Cumhuriyetin resmi tarihi isyanlarından söz eder bize. Bu isyanlar, Cumhuriyet rejiminin, resmi tarihin çizdiği aydınlık resmine karşı karanlık yüzleriyle itiraz eden yobazların marifetidir. Yobazlar dedikleri bu milletin dedeleri, nineleridir de aynı zamanda. Resmedilişleri, tam bir sosyal Darwinizm projesi gereği “değiştirilmesi gerekenler” olarak tezahür eder. Eskide kalmış, çarpık, yanlış, hatalı ve dolayısıyla düzeltilmesi gereken, olmadı yok edilmesi gerekenler listesinde yerlerini almış oluyorlardı böylece. İsyanlar Cumhuriyetin kuruluşunun ani tabiatına, yönetici elitin zorlayıcı tavrına, bir çok yerde halkın tabiri caiz ise gelişmelerle şok yaşıyor olmasına bağlıdır. Batıya karşı verilmiş olan ve henüz kendi vücutlarındaki ve gömdükleri şehitlerin kabirlerindeki kan kurumadan, gazi bir millet karamsar bir şaşkınlık içindedir. Emperyalizmi Müslüman topraklarından defeden milli irade şimdi emperyalizmin tam da merkezi olan Batının peşine düşmüştür. Hem de kayıtsız şartsız. ABD’nin yirmibirinci yüzyılda İsrail devletiyle olan resmi ilişkisinde her daim “kayıtsız şartsız” bir destek, yakınlıktan söz edilir malumunuz, işte ifade olarak insana tam da bunu hatırlatan bir şekilde kayıtsız ve şartsız bir başka deyişle her ne olursa olsun, her şart altında, her halükarda Avrupalılaşmak zorunda olan bir cumhuriyet Türkiyesinden söz ediyoruz bu noktada.
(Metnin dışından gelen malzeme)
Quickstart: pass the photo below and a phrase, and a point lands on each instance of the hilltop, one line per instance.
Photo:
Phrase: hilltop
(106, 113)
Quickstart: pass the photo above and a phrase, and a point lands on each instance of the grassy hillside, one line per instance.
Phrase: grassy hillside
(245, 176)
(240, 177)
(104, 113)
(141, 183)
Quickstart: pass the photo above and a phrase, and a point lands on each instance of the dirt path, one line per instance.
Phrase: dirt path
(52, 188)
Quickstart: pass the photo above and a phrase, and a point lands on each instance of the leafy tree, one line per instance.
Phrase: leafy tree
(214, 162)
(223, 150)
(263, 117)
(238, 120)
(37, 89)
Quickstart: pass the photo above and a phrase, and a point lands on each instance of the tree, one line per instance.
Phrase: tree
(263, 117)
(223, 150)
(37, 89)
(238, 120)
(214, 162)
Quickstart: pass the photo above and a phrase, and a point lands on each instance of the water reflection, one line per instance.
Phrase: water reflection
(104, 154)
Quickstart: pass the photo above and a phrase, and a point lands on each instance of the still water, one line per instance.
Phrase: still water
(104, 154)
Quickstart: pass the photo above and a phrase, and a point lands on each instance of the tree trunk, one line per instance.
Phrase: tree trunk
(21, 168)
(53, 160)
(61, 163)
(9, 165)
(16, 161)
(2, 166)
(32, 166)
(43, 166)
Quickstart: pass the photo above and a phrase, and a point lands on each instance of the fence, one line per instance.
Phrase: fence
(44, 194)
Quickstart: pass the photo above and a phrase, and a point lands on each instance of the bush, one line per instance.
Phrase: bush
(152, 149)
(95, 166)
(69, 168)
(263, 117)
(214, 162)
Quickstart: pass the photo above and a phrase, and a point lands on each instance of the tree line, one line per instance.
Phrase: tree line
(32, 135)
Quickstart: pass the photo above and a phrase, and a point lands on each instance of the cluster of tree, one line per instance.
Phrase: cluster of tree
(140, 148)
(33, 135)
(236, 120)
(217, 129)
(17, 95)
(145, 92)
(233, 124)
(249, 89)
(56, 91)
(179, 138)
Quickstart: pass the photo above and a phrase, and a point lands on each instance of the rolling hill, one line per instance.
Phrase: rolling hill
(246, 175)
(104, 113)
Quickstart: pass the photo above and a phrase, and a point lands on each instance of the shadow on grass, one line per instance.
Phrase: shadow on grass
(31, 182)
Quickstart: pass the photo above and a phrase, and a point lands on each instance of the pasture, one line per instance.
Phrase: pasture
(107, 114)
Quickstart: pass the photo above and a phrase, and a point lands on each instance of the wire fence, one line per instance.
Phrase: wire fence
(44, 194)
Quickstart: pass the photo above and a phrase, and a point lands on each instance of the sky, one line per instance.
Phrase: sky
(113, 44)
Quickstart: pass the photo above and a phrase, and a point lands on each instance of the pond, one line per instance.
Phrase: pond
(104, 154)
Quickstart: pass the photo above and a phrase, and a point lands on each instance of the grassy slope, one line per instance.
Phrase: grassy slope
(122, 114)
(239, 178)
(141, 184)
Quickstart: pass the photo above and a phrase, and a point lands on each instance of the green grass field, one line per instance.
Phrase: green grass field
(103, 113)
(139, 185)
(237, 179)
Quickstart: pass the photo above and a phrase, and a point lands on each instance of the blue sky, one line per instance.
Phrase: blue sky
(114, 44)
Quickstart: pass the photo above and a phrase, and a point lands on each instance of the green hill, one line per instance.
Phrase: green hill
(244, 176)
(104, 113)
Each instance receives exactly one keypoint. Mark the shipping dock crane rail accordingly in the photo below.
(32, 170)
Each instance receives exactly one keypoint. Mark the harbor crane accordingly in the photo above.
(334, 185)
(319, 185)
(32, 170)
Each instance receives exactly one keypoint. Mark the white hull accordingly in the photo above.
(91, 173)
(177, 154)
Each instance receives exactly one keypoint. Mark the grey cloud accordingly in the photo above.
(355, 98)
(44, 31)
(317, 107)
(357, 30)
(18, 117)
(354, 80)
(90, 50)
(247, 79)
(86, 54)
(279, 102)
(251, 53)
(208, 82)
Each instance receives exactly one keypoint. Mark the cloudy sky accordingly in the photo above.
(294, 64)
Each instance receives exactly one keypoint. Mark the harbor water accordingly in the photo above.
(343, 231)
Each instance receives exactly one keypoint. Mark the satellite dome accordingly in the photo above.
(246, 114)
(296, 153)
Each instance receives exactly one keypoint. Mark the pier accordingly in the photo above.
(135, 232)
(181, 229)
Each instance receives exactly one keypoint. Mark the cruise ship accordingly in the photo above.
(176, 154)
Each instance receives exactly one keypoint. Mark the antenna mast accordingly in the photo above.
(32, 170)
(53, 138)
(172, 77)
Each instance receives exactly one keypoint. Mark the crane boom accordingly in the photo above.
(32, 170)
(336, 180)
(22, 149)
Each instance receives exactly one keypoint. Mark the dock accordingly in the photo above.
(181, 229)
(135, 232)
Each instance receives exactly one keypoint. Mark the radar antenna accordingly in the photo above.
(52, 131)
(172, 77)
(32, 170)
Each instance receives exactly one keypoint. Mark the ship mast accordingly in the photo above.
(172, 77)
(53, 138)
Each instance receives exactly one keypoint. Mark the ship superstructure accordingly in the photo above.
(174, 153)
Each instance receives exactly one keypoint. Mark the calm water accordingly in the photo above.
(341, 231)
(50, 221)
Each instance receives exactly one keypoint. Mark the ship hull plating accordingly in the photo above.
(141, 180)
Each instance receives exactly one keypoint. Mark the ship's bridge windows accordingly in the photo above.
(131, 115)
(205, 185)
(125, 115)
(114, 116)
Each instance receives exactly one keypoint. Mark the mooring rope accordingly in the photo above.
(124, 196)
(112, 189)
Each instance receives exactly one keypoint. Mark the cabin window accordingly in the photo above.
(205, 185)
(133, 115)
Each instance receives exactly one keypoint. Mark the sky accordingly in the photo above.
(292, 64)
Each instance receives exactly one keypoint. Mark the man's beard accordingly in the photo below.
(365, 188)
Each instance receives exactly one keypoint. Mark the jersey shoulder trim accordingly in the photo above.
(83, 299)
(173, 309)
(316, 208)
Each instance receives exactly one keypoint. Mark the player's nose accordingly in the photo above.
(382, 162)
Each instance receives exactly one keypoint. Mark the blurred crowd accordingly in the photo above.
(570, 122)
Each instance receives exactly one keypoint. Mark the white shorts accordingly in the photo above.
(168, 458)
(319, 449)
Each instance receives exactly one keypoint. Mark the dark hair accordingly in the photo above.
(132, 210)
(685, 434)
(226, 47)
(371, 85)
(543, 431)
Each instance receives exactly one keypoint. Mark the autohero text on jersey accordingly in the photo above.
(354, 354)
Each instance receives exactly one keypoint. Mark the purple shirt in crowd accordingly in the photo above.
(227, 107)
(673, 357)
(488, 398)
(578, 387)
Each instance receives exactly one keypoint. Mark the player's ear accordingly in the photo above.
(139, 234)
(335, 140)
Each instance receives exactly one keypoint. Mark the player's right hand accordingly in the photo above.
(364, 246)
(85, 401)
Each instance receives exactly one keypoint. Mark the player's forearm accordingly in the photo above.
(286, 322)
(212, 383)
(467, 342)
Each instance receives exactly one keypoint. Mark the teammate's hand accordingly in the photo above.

İşte bunun şaşkınlığı ve bir yöne doğru giderken veya gittiğini zannederken tam da ters istikamete dönerek o yönde koşar adımlarla yol almaya “zorlanmanın” getirmiş olduğu şaşkınlık, şok ve öfke ile yükselen isyan sesleri bahsettiğimiz. Herkesin kendi derdine de düştüğü bir dönem bir taraftan da. Çıkarların birbiriyle çatıştığı, böyle olunca da kaos ortamından istifade etmek isteyen şer güçlerin bir bir pıtrak gibi yerden fışkırdığı bir ortam. Bunların arasında yükselir İskilipli Atıf Hocanın itirazı mesela. Kazım Karabekir’in kaderini İstiklal Mahkemesi’ne yönlendiren itirazı da. Mehmet Akif Ersoy’un isyanı da. Küsüp kendini Kahire’ye sürmesi de bunun sonucudur. Gördüklerini gözleri kaldırsa bile ince ruhunun kaldıramayacağı kadar ağır olduğu içindir muhtemelen. Şeyhül İslam Mustafa Sabri ile orada kesişen yolları da… Liste uzun anlayacağınız.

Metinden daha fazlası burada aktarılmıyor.